A partir daí, o ritmo engrena, e a sucessão de acontecimentos segue como nunca antes na série de livros. Se nos dois primeiros algumas passagens tornavam a leitura lenta, na metade final de A Tormenta de Espadas tudo acontece rápido, e você até esquece o tamanho do calhamaço que tem nas mãos. Aqui temos momentos verdadeiramente épicos, como o casamento de Joffrey Baratheon e Margaery Tyrell e batalha estre a Patrulha da Noite e o Povo Além da Muralha, liderados por Mance Rayder, a quem chamam de rei, embora sejam uma comunidade anarquista incrustada numa sociedade de traços medievais.

O personagem que mais amadurece é sem dúvida Jon Snow. O menino deslumbrado do primeiro livro se torna agora um grande guerreiro, que aprende a lidar com o amor, a guerra e a morte. Enfrenta diversos reveses ao longo da trama, mas nunca desiste ou abre mão de sua honra. Não à toa ganha maior destaque justamente nos momentos finais do livro: ele é o mais próximo da figura do herói, e certamente seu desfecho é o mais empolgante.

Outro personagem bastante complexo é o rei Stannis Baratheon. Sua retidão e honestidade são inquestionáveis, mas sua falta de jogo de cintura para o mundo político acaba resultando em ações extremamente impopulares. Ele é capaz de abrir mão da companhia de nobres para ter ao seu lado Davos, um ex-contrabandista, pois este não teme em lhe dizer a verdade. Ao mesmo tempo, ouve a sacerdotisa do deus do fogo Melysandre, cuja magia cada vez se fortalece mais, e parece ser o único caminho para garantir a Stannis seu lugar no trono. Mas estaria o tão retilíneo rei disposto a abrir mão de sua ética para assegurar seu poder?

Enquanto isso, do outro lado do mar, Daenerys Targaryen vai se tornando uma verdadeira rainha aos olhos do povo. Determinada a acabar com o regime de escravidão nas Cidades Livres, por onde passa cria inimizades entre os poderosos, sendo cada vez mais adorada pela população. Enquanto em Westeros os nobres preocupam-se apenas com si mesmos, esquecendo a plebe, Daenerys faz questão de ter o povo ao seu lado. O fato dela não ter convivido com a corte lhe atribui uma visão bem diferente de como se faz a política, enxergando na massa ignorada uma carência por um mínimo de dignidade que a sua ética pessoal torna impossível ignorar. Contudo, nem a presença de seus dragões faz as coisas se resolverem em um passe de mágica. A personagem aprende que a liderança também tem seu preço.
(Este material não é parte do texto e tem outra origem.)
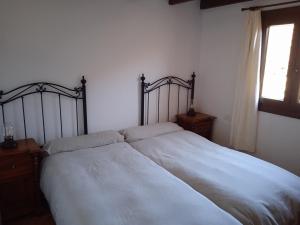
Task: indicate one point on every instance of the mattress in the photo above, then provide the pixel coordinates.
(116, 185)
(253, 191)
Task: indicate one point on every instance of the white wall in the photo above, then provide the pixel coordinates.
(222, 31)
(111, 41)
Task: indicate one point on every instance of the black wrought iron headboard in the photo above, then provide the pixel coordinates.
(147, 87)
(77, 93)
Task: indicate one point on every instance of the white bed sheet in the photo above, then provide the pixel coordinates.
(253, 191)
(115, 185)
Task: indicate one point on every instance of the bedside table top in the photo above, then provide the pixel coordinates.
(198, 117)
(23, 146)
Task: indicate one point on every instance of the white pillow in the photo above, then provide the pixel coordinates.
(141, 132)
(83, 142)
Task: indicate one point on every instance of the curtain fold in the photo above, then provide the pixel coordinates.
(243, 133)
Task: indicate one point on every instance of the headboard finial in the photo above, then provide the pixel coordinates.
(83, 80)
Merece ainda destaque Arya Stark. Sua jornada longe da nobreza é a maneira que o autor encontrou de mostrar como era o dia a dia e os sentimentos da população. Martin mantém o clima do resto do livro e não romantiza o extrato mais baixo da sociedade.
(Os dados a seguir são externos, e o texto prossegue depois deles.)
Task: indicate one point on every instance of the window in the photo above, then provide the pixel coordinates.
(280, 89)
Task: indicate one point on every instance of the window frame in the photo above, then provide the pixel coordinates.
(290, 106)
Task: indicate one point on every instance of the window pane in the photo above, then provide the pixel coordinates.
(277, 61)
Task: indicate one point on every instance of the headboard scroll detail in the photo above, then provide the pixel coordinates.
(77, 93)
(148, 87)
Aliás, essa é grande força de sua obra. Embora se trate de um mundo fantástico, os personagens são tão bem construídos que a sensação que passa é que são pessoas que existiram de carne e osso, tornando a leitura extremamente realista. Pode-se até afirmar que, com George R. R. Martin, a Literatura de Gênero alcança sua maior proximidade com a vida real.

A complexidade dos personagens e a elegância na escrita aproximam o autor da chamada Alta Literatura. Ao mesmo tempo, a trama prende e diverte o leitor de maneira bastante habilidosa. Assim, As Crônicas de Gelo e Fogo tornam-se o grande exemplo de como essa divisão da literatura é inócua e fruto apenas de preconceito. E acredite, nunca 880 páginas foram tão fáceis de ler.